If her parents werent British she would have had to gone down a very different route to get a passport.

expatinscotland Thu 23-Oct-08 19:52:02

i didn't have an interview when i got my first British passport, just after having undergone the naturalisation process, but had to give A LOT of info and they called my old boss and made her send them a letter proving i was in Edinburgh for a certain length of time.

ShosheTheGhoshe Thu 23-Oct-08 19:52:40

Bundle have you read what I was saying.

I said I had never heard of this being done. Nor had she.

She couldn't understand why she was being asked all these questions, and thought she had done something wrong.

Of course it should be the same for everybody. I have a SA DDIL, who is going through British Citizenship at the moment and it is understandable that she is being asked to prove everything.

But the letter she got asking her to go to the passport office did not say that it was because she was getting her first passport, that she had to have a face to face interview.

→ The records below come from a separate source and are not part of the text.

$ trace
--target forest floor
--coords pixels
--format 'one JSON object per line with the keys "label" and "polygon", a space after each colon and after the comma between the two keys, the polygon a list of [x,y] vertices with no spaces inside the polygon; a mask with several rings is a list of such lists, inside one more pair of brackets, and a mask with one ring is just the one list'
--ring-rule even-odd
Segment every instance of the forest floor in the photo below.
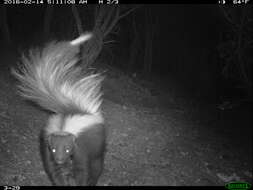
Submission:
{"label": "forest floor", "polygon": [[[48,114],[17,95],[9,69],[17,56],[0,60],[0,185],[51,185],[39,153]],[[98,185],[252,183],[250,106],[221,111],[187,98],[175,82],[157,87],[108,69],[108,147]]]}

GrimmaTheNome Thu 23-Oct-08 19:52:56

Shit, I'd better get on and renew mine which expired a couple of years ago. Not that I am particularly worried about proving my identity but I'd probably have to drive into Liverpool and that scares the hell out of me - well, no, I can drive IN ok but tend to get hopelessly lost trying to get out again.

bundle Thu 23-Oct-08 19:57:45

yes I read what you said

and I know that you have to do face-to-face interviews these days for a first passport

I'm sorry she was worried about it - it's good that she had someone like your dad with her - but I really think the English name/never been out of Dorset/SAHM stuff is irrelevant. She's not been singled out.

ShosheTheGhoshe Thu 23-Oct-08 20:01:20

No but she felt like she had, the relevance was that she kept telling them the facts, because to her they were relevant

southeastastra Thu 23-Oct-08 20:06:38

oh no mine's expired too

gawd help the passport office if my 81 year old mil decides to get a passport

pinkspottywellies Thu 23-Oct-08 20:07:13

Sounds like the problem is that they didn't explain the process so that she understood it. Everyone, since 2007 has to have an interview to get thier first passport. I assume that everyone is asked the same questions.

Perhaps they should have taken a little more time to explain this and put her mind at rest (and left the door unlocked!). Can your dad help her write a letter complaining about the lack of help with the system?